東スポWEB 2024年8月21日 11時39分

五輪メダリストの見解は――。バレーボール女子の元日本代表で2012年ロンドン五輪銅メダルの竹下佳江さん(46)が20日、都内で行われたロッテ社主催のイベントに参加。パリ五輪代表の石川真佑(24=ノバラ)とともに子供たちと交流した。女子代表で監督付戦略アドバイザーを務める名セッターが本紙の取材に応じ、オリンピアンがコート外で活動する意義、パリ五輪で浮かび上がった課題を明かした。

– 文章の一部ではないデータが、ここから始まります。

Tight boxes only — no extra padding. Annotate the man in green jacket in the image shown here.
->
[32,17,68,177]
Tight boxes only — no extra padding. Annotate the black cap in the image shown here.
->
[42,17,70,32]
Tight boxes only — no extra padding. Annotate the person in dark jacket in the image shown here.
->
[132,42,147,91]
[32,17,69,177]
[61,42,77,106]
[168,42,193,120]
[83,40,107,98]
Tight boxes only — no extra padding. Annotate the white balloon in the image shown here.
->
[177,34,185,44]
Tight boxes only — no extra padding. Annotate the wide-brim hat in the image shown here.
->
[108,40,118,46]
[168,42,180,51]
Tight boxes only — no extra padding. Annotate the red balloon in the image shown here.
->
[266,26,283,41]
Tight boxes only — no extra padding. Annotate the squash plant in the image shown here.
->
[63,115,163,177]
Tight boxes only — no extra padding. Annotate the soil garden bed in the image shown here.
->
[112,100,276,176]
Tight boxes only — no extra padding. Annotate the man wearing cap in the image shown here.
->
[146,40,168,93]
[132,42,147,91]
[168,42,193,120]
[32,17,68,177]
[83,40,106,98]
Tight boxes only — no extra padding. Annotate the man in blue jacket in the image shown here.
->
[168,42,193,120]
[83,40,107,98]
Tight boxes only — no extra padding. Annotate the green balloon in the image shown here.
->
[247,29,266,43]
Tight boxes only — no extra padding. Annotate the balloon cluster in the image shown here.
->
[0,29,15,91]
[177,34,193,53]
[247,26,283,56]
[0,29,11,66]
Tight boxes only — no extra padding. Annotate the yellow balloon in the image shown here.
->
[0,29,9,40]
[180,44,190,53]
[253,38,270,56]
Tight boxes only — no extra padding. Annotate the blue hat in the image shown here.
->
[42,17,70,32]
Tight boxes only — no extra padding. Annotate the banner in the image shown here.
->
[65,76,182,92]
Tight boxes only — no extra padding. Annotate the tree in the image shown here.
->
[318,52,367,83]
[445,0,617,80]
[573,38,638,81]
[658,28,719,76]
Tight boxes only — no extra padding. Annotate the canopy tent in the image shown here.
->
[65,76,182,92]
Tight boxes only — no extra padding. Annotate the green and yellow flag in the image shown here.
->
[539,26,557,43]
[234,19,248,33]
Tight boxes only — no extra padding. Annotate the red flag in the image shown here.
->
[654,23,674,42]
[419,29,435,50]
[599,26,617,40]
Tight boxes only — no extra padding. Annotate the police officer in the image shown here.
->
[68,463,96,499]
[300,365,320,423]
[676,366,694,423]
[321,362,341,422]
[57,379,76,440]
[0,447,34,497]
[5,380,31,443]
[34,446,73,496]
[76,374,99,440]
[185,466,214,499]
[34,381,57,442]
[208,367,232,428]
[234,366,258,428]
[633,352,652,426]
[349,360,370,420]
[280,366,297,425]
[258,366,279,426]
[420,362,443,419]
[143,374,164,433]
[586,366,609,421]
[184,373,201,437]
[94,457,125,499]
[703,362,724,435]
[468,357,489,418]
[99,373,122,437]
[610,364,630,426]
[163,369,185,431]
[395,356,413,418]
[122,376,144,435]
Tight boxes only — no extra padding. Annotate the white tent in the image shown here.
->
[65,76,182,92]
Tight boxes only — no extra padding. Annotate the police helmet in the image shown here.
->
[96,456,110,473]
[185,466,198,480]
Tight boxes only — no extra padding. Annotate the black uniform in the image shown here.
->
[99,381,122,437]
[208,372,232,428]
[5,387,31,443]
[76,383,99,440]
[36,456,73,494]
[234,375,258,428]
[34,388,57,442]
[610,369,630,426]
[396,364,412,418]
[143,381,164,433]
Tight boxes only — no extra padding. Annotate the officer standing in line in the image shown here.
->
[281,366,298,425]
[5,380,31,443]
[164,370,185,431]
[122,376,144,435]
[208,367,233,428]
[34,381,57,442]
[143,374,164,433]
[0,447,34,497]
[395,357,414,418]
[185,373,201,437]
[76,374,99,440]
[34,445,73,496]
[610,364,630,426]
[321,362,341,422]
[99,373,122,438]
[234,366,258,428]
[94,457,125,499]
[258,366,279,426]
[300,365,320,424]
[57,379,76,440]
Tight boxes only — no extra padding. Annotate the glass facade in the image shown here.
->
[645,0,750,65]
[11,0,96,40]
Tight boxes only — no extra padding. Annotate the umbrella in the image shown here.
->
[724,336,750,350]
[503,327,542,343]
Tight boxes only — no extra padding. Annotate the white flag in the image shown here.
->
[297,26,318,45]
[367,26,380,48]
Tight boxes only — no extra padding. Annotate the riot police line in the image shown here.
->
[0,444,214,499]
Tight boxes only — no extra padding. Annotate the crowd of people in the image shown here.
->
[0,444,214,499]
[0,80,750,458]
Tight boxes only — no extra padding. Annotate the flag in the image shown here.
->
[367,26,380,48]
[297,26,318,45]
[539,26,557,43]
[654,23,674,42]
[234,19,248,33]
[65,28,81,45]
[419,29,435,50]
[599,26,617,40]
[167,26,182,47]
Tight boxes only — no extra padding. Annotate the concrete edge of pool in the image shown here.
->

――パリ五輪直後にもかかわらず、石川は精力的にイベントに参加している

竹下さん(以下、竹下)五輪後に石川選手などがイベントに参加するのは、子供たちにとって貴重な経験になるのでは。以前は各選手がすぐにチームに帰ったりするケースが多かったので、現役のアスリートと子供たちが触れ合ったり、画面で見ていた人が目の前にいるのはすごいうれしいことだと思う。子供たちにとっても夏休みの終盤だけど、いい思い出になったんじゃないかなと思います。

――時代の変化を感じるのか

竹下 昔に比べてイベントが増えてきている点もあると思うが、そういった活動もアスリートに求められる時代にもなってきているのでは。石川選手のような影響力のある人がイベントに参加してくれることは明るい話題にもなるし、すごいいいことだなと思います。

――アスリートの影響力は大きい

竹下 競技者として結果を出すことだけでなく、スポーツの持つ力、与える影響は非常に大きい。今はいろんなアスリートを客観的に見る機会が多いので、アスリートが持つ言葉の力や人間性なども含めて、親御さんやお子さんも見ているのかなと感じますね。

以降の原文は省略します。